Train/dev/test distributions - UPSCFEVER

The way you set up your training dev, or development sets and test sets, can have a huge impact on how rapidly you or your team can make progress on building machine learning application.

The same teams, even teams in very large companies, set up these data sets in ways that really slows down, rather than speeds up, the progress of the team.

Let's take a look at how you can set up these data sets to maximize your team's efficiency. In this section, I want to focus on how you set up your dev and test sets. Dev set is also called the development set, or sometimes called the hold out cross validation set.

And, workflow in machine learning is that you try a lot of ideas, train up different models on the training set, and then use the dev set to evaluate the different ideas and pick one.

And, keep innovating to improve dev set performance until, finally, you have one case that you're happy with that you then evaluate on your test set.

Now, let's say, by way of example, that you're building a cat classifier, and you are operating in these regions: in the U.S, U.K, other European countries, South America, India, China, other Asian countries, and Australia.

So, how do you set up your dev set and your test set? Well, one way you could do so is to pick four of these regions. And say, that data from these four regions will go into the dev set. And, the other four regions, ill go into the test set.

It turns out, this is a very bad idea because in this example, your dev and test sets come from different distributions.

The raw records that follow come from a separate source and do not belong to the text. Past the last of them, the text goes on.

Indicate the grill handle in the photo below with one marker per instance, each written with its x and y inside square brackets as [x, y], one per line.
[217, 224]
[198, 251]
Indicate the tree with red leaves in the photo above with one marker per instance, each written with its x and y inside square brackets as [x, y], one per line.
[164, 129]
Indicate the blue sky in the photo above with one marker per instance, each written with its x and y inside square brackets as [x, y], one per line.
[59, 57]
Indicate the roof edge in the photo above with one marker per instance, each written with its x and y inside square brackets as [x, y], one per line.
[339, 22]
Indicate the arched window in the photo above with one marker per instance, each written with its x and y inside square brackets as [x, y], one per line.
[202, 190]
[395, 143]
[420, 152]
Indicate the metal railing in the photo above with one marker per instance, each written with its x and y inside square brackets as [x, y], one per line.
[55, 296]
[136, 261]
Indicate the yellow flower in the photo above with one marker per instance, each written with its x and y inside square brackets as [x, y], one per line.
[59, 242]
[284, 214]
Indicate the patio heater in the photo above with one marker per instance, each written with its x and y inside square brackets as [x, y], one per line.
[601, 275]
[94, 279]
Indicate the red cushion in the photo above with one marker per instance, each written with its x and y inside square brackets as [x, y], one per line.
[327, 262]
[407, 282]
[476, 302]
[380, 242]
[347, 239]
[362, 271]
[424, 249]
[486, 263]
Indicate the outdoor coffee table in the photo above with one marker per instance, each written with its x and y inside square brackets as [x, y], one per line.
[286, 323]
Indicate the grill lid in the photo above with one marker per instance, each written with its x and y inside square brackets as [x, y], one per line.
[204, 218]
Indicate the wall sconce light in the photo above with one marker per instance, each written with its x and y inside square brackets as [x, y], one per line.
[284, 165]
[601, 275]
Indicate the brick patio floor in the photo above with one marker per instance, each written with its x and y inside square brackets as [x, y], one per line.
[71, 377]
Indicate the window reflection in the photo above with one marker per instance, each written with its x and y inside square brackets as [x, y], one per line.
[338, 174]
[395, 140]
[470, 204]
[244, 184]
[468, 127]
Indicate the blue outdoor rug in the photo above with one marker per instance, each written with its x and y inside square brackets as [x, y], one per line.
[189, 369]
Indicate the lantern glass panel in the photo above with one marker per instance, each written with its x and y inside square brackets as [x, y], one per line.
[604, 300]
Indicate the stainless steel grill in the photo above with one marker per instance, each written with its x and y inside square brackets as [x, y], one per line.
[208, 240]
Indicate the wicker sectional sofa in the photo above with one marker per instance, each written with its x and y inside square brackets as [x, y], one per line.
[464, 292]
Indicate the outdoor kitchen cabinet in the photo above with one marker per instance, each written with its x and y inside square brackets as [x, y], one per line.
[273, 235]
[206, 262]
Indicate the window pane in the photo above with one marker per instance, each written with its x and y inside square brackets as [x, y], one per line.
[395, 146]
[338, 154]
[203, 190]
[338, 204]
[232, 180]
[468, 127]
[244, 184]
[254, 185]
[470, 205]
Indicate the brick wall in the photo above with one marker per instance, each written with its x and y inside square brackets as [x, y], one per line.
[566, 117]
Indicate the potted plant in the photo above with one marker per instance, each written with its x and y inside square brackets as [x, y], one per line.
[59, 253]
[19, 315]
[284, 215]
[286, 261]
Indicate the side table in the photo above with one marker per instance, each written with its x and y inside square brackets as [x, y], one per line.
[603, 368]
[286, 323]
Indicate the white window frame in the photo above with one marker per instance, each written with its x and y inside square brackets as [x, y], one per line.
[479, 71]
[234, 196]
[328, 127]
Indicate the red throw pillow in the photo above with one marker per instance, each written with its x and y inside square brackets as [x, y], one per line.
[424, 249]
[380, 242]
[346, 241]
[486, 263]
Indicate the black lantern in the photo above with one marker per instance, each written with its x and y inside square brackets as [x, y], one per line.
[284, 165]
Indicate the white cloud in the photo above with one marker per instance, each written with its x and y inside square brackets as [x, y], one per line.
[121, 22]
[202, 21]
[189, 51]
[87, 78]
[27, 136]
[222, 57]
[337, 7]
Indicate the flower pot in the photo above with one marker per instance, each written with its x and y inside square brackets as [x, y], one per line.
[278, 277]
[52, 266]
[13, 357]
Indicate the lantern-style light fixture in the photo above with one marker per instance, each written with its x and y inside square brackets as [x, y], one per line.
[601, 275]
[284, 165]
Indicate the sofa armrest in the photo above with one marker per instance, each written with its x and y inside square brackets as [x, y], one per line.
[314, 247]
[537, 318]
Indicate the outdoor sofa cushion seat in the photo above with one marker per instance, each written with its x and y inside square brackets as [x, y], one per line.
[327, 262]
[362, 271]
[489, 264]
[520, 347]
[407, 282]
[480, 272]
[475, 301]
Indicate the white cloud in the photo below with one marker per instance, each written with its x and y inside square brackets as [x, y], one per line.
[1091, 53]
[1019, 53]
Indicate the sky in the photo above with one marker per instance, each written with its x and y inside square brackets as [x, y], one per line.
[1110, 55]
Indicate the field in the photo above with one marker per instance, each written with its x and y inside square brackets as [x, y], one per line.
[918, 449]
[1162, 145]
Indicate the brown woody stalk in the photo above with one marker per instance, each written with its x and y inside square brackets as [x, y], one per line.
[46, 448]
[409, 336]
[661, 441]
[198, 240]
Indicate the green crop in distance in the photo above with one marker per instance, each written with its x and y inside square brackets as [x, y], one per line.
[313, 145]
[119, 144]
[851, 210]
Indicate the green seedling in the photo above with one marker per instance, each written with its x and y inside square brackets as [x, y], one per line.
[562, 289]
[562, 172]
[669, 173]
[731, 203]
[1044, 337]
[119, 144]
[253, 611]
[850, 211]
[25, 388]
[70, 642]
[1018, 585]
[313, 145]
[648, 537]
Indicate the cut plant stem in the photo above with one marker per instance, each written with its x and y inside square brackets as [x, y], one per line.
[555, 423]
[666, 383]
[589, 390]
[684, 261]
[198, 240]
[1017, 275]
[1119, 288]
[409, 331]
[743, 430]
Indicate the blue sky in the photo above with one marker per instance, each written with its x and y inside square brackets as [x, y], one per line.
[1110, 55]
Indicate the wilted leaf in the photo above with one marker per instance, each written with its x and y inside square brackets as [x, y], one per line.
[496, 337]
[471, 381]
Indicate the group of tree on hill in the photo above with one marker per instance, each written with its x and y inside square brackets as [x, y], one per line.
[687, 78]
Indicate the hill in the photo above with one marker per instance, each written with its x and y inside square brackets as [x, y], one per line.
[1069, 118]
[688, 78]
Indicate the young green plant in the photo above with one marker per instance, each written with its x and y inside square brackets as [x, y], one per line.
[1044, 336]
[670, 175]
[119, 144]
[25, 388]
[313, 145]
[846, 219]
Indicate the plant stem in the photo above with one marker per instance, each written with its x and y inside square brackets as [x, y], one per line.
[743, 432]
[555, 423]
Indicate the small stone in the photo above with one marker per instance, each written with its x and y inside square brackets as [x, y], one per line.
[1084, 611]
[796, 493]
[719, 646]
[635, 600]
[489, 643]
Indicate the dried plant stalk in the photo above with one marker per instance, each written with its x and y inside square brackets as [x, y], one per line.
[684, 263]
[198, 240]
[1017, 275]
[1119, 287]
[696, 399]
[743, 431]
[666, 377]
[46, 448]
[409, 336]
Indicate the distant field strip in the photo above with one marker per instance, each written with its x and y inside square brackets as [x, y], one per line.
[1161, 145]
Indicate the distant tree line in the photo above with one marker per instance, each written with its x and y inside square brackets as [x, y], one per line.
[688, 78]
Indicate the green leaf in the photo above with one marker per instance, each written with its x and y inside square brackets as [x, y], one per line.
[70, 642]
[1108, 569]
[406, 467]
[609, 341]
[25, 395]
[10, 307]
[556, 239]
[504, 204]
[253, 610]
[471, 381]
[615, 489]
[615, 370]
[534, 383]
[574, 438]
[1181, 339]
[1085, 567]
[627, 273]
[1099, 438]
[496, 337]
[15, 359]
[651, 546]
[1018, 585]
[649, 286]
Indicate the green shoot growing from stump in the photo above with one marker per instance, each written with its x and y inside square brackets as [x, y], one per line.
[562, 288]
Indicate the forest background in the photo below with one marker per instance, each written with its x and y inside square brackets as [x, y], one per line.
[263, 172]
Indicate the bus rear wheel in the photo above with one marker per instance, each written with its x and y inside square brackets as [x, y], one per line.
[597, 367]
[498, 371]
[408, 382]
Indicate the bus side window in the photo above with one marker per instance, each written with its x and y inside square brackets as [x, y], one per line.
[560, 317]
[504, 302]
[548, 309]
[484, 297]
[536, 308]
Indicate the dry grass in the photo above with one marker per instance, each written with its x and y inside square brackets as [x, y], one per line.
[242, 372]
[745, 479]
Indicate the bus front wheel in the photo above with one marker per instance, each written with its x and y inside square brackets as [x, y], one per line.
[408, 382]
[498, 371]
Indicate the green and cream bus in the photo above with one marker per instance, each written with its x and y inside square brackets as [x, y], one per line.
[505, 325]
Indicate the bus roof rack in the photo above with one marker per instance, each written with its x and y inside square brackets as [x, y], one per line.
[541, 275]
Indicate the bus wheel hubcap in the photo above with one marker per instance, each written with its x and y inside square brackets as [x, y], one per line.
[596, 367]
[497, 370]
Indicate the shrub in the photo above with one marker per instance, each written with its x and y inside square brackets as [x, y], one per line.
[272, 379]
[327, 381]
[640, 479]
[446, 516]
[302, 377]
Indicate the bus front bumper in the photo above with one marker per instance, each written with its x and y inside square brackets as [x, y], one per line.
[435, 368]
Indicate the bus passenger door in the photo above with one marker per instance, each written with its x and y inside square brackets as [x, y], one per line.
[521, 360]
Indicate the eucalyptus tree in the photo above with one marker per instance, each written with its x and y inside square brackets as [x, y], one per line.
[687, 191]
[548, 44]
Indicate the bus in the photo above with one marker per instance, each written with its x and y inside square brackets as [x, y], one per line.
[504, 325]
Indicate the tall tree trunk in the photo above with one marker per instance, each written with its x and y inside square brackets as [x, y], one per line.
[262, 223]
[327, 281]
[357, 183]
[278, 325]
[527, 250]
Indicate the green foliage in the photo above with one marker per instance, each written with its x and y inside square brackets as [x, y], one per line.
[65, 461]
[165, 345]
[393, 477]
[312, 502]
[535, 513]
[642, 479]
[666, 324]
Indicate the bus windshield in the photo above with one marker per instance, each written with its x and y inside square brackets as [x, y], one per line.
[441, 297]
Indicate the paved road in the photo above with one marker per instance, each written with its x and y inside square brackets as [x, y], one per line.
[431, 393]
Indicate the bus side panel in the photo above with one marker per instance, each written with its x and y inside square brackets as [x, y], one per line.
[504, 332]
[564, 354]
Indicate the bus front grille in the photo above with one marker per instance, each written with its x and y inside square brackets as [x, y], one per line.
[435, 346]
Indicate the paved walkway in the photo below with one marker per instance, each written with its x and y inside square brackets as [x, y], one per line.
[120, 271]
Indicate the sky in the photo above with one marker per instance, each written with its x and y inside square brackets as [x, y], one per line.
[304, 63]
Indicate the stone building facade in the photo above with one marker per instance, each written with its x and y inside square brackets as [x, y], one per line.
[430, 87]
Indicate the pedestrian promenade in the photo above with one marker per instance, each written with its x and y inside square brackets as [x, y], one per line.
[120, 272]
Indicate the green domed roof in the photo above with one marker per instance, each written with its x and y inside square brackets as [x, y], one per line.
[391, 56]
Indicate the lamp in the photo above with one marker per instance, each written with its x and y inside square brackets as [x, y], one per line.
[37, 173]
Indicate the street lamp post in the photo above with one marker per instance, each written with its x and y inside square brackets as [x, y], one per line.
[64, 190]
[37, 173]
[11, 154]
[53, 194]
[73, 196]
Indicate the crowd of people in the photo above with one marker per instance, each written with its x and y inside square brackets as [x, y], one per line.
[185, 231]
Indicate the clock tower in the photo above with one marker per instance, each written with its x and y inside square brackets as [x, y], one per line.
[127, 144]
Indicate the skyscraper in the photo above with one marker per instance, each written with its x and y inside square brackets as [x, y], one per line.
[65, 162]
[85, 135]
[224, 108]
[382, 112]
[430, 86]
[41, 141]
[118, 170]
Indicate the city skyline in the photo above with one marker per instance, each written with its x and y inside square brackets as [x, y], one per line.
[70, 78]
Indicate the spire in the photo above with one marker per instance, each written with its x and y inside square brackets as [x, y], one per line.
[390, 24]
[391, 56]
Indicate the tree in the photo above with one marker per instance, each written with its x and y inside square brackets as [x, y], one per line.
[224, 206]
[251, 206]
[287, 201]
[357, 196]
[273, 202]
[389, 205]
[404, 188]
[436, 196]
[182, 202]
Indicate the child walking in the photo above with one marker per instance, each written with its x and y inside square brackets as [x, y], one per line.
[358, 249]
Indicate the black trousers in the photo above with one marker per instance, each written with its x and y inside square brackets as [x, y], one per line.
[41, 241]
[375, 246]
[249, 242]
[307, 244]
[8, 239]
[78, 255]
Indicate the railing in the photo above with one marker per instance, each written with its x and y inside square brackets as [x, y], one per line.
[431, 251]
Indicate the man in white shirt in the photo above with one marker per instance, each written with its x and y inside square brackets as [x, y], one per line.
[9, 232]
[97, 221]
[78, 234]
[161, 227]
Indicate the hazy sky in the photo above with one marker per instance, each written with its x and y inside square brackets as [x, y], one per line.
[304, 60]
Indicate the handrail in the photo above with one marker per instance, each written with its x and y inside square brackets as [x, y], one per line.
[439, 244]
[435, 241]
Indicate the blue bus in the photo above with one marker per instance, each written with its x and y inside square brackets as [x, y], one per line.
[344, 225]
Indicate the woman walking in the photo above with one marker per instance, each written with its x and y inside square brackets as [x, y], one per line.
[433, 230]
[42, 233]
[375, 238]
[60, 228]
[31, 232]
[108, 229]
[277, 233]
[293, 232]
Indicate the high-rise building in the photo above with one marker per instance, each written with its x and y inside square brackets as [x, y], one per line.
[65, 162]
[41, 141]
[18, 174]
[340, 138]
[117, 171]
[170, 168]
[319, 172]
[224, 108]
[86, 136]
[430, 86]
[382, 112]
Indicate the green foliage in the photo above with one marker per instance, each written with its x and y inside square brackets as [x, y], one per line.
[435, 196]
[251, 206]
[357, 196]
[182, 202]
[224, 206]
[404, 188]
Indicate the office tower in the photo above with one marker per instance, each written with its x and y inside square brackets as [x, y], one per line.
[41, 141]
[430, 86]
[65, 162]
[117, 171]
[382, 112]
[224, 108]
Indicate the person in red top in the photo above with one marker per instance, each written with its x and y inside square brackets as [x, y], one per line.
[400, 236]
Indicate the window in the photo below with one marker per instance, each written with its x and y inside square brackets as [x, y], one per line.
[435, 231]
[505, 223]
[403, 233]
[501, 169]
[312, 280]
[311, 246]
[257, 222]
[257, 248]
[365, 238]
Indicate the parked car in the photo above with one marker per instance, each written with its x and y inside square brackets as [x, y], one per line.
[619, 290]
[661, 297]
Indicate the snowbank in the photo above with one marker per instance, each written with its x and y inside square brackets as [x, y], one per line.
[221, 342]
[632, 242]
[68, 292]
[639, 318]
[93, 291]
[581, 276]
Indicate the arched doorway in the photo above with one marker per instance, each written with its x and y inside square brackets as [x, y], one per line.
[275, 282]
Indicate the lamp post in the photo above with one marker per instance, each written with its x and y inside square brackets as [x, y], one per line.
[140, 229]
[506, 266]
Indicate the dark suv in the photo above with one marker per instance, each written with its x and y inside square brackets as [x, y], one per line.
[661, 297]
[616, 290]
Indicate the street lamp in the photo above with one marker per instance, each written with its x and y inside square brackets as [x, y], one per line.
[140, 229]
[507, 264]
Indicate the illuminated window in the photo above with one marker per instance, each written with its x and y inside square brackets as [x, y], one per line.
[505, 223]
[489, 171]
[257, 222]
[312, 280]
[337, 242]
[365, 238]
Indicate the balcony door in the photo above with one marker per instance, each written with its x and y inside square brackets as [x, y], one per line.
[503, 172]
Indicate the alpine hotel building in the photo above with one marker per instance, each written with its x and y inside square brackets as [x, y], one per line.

I would, instead, recommend that you find a way to make your dev and test sets come from the same distribution.

So, here's what I mean. One picture to keep in mind is that, I think, setting up your dev set, plus, your single role number evaluation metric, that's like placing a target and telling your team where you think is the bull's eye you want to aim at.

Because, what happen once you've established that dev set and the metric is that, the team can innovate very quickly, try different ideas, run experiments and very quickly use the dev set and the metric to evaluate classifiers and try to pick the best one.

So, machine learning teams are often very good at shooting different arrows into targets and innovating to get closer and closer to hitting the bullseye.

So, doing well on your metric on your dev sets.

And, the problem with how we've set up the dev and test sets your team might spend months innovating to do well on the dev set only to realize that, when you finally go to test them on the test set, that data from these four countries or these four regions at the bottom, might be very different than the regions in your dev set.

So, you might have a nasty surprise and realize that, all the months of work you spent optimizing to the dev set, is not giving you good performance on the test set. So, having dev and test sets from different distributions is like setting a target, having your team spend months trying to aim closer and closer to bull's eye, only to realize after months of work that its wasted.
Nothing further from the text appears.